Question 1: Cleaning, Reshaping, Summarizing, and Joining Datasets & Visualization
The Owned Housing and Rented Housing datasets were loaded into R using read_csv(). The head() function was used to inspect the first few rows of each dataset to verify that the data was imported correctly and to understand the structure of the variables.
library(readr)
owned <- read_csv("~/AdvDSAProject/OwnedHousingbyCity_GA_Final.csv")
## Rows: 555 Columns: 77
## ── Column specification ────────────────────────────────────────────────────────
## Delimiter: ","
## chr (3): RegionName, State, CountyName
## dbl (74): RegionID, SizeRank, 2020-01-31, 2020-02-29, 2020-03-31, 2020-04-30...
##
## ℹ Use `spec()` to retrieve the full column specification for this data.
## ℹ Specify the column types or set `show_col_types = FALSE` to quiet this message.
rented <- read_csv("~/AdvDSAProject/RentedHousing_GA_Final.csv")
## Rows: 23 Columns: 77
## ── Column specification ────────────────────────────────────────────────────────
## Delimiter: ","
## chr (2): RegionName, RegionType
## dbl (75): RegionID, SizeRank, StateName, 2020-01-31, 2020-02-29, 2020-03-31,...
##
## ℹ Use `spec()` to retrieve the full column specification for this data.
## ℹ Specify the column types or set `show_col_types = FALSE` to quiet this message.
To focus the analysis on a single market, the datasets were filtered to include only data for the city of Atlanta. This allows for a direct comparison between owned housing prices and rental prices within the same geographic area.
# Example: pick Atlanta city
city_owned <- owned %>% filter(RegionName == "Atlanta")
city_rented <- rented %>% filter(RegionName == "Atlanta, GA")
The datasets were originally in a wide format, with dates stored as column names. These columns were converted into a long format using pivot_longer() so that dates could be treated as a time variable.
The date values were then converted to proper Date objects. Monthly average prices were calculated for both owned and rented housing by grouping the data by date.
Finally, the owned and rented datasets were merged by date using a left join to create a combined dataset suitable for comparison and visualization.
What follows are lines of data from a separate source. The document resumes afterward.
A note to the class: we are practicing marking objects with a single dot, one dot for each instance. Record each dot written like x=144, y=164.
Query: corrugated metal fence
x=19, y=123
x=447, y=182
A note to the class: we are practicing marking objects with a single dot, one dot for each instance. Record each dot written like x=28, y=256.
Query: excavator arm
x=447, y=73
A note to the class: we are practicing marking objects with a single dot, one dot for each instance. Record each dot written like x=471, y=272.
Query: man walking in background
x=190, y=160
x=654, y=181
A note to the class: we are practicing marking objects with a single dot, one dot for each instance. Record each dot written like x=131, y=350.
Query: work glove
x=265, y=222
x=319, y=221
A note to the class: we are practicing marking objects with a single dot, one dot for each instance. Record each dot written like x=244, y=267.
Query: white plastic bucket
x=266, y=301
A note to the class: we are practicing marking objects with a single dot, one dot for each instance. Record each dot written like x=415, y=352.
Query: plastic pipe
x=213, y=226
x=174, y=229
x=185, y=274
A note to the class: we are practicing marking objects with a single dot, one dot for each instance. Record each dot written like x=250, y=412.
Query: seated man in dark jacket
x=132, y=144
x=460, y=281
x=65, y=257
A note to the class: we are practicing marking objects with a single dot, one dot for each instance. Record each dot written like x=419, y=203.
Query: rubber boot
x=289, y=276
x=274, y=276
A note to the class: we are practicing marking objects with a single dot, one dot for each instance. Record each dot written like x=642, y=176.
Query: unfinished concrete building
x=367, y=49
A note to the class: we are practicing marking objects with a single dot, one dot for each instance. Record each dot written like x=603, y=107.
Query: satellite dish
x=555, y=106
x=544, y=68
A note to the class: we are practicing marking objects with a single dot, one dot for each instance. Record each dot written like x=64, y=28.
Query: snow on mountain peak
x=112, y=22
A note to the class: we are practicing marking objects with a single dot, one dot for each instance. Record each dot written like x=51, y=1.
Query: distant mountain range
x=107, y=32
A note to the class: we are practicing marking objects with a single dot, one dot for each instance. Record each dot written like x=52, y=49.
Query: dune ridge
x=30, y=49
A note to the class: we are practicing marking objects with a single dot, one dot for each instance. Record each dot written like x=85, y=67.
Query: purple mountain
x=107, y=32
city_owned_long <- city_owned %>%
pivot_longer(
cols = matches("^20"),
names_to = "Date",
values_to = "OwnedPrice"
) %>%
mutate(Date = as.Date(Date))
city_rented_long <- city_rented %>%
pivot_longer(
cols = matches("^20"),
names_to = "Date",
values_to = "RentPrice"
) %>%
mutate(Date = as.Date(Date))
count(city_owned_long, Date) %>% filter(n > 1)
## # A tibble: 0 × 2
## # ℹ 2 variables: Date <date>, n <int>
count(city_rented_long, Date) %>% filter(n > 1)
## # A tibble: 0 × 2
## # ℹ 2 variables: Date <date>, n <int>
city_owned_monthly <- city_owned_long %>%
group_by(Date) %>%
summarise(OwnedPrice = mean(OwnedPrice, na.rm = TRUE), .groups = "drop")
city_rented_monthly <- city_rented_long %>%
group_by(Date) %>%
summarise(RentPrice = mean(RentPrice, na.rm = TRUE), .groups = "drop")
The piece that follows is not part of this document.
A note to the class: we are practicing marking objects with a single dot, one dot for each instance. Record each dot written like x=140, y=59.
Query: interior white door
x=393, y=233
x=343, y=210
city_combined <- left_join(
city_owned_monthly,
city_rented_monthly,
by = "Date"
)
city_combined <- city_combined %>%
drop_na(OwnedPrice, RentPrice)
Used head to confirm the join was successful.
str(city_combined)
## tibble [72 × 3] (S3: tbl_df/tbl/data.frame)
## $ Date : Date[1:72], format: "2020-01-31" "2020-02-29" ...
## $ OwnedPrice: num [1:72] 331814 334567 337343 338886 338871 ...
## $ RentPrice : num [1:72] 1434 1443 1456 1466 1477 ...
head(city_combined)
## # A tibble: 6 × 3
## Date OwnedPrice RentPrice
## <date> <dbl> <dbl>
## 1 2020-01-31 331814 1434
## 2 2020-02-29 334567 1443
## 3 2020-03-31 337343 1456
## 4 2020-04-30 338886 1466
## 5 2020-05-31 338871 1477
## 6 2020-06-30 337707 1489
Visualize data Line plot of Owned vs Rented prices over time: This graph shows the trend of owned home prices and rental prices in Atlanta over time. Owned housing prices increased sharply after 2020, while rental prices increased more gradually.
ggplot(city_combined, aes(x=Date)) +
geom_line(aes(y=OwnedPrice, color="Owned")) +
geom_line(aes(y=RentPrice, color="Rented")) +
labs(title="Housing Prices vs Rent in Atlanta (GA)",
x="Date", y="Price (USD)", color="Legend") +
theme_minimal()
Although rent prices increased steadily over time, they appear flat when plotted alongside home prices due to the large difference in magnitude between the two variables. Home prices range in the hundreds of thousands of dollars, while rent prices are in the low thousands. To make trends comparable, the data were normalized (or plotted using a secondary axis).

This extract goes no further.